Autobiography ver.1, Ward Shelley, 2006. Photo: Courtesy of the artist

Photo: Courtesy of the artist

Autobiography ver. 1, Ward Shelley, 2006

New York artist Ward Shelley illustrates ideas as complex assemblies of personalities, events, concepts, books and artworks, among other things. Whether to trace the development of the avant garde or to map his own life, his inventive histories synthetically combine phenomena from a variety of cultural and intellectual categories into whimsical diagrams.

Cliff Hanger, Jeff Shore and Jon Fisher, 2009. Photo: Bill Carlson

Photo by Bill Carlson.

Cliff Hanger, Jeff Shore and Jon Fisher, 2009

Texas-based electronic artist Jeff Shore teams with music composer Jon Fisher to create elaborate sound and image displays. Tiny cameras capture the motion of numerous small mechanisms among the wall-mounted system of wires, circuit boards and other devices. The video streams from the individual cameras are combined to make the film displayed on screen in real time.



Terminal Energy:
The energy used to propel a person or object to a limit.

Surreal Energy:
The energy used to create a sense of the impossible.

Singular Energy:
The energy required to design a unique use for an object.

 

Entre La Vida y La Muerte, Gonzalo Lebrija, 2008. Photo: Courtesy of the artist

Photo courtesy of the artist.

Entre La Vida y La Muerte, Gonzalo Lebrija, 2008

Guadalajara artist Gonzalo Lebrija explores issues related to travel, freedom and modern capitalism. To capture this impossible image, he developed an elaborate process.
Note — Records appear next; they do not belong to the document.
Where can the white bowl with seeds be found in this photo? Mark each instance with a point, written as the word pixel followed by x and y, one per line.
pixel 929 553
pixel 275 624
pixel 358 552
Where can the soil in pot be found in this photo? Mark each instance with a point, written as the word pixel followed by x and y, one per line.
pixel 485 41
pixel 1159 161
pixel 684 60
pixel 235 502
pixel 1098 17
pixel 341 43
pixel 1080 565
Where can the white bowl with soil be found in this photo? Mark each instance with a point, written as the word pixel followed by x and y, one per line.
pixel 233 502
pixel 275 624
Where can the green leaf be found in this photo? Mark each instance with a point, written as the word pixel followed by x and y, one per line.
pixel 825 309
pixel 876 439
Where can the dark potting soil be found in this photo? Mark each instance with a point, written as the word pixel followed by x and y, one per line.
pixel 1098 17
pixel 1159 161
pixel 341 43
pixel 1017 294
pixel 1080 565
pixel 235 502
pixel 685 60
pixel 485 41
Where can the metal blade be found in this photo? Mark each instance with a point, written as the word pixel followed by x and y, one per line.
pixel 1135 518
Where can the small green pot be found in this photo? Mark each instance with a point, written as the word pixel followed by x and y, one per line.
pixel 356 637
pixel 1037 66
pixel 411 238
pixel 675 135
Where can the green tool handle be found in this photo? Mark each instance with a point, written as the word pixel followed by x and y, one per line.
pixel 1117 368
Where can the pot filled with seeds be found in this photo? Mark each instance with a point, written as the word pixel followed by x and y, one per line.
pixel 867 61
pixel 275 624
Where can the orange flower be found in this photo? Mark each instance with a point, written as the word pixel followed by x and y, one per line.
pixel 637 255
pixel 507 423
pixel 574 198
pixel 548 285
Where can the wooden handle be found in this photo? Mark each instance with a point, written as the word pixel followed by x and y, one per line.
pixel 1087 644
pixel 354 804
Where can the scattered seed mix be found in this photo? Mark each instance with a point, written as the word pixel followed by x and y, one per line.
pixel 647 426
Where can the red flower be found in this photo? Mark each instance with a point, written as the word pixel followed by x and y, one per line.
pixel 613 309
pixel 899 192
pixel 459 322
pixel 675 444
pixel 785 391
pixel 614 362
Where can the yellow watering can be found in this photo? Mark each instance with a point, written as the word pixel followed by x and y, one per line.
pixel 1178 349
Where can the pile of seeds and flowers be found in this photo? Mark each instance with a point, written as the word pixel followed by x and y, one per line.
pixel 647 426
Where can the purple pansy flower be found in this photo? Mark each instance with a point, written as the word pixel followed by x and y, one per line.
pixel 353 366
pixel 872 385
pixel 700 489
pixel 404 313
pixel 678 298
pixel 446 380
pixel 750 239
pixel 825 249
He hoisted a restored muscle car above a lake with a crane and then dropped the car into the water while filming it with a high-speed camera. This image is a single frame of the film, caught just as the car is about to break the lake’s surface. While in reality the car was in motion, in the image it appears to be suspended in time.

ThrustSSC at the Speed of Sound, Richard Meredith-Hardy, 1997

Photo by Richard Meredith-Hardy.

ThrustSSC at the Speed of Sound, Richard Meredith-Hardy, 1997

When the ThrustSSC broke the supersonic barrier and set the land speed record, nobody knew what photographer Richard Meredith-Hardy had captured from above. Flying in a microlight glider above Nevada’s Black Rock Desert, he caught the light in a way that makes the car’s shock waves visible. Reaching speeds of nearly 800mph, the vehicle pushes such a massive column of air in front of it that it produces shock waves capable of being seen with the naked eye.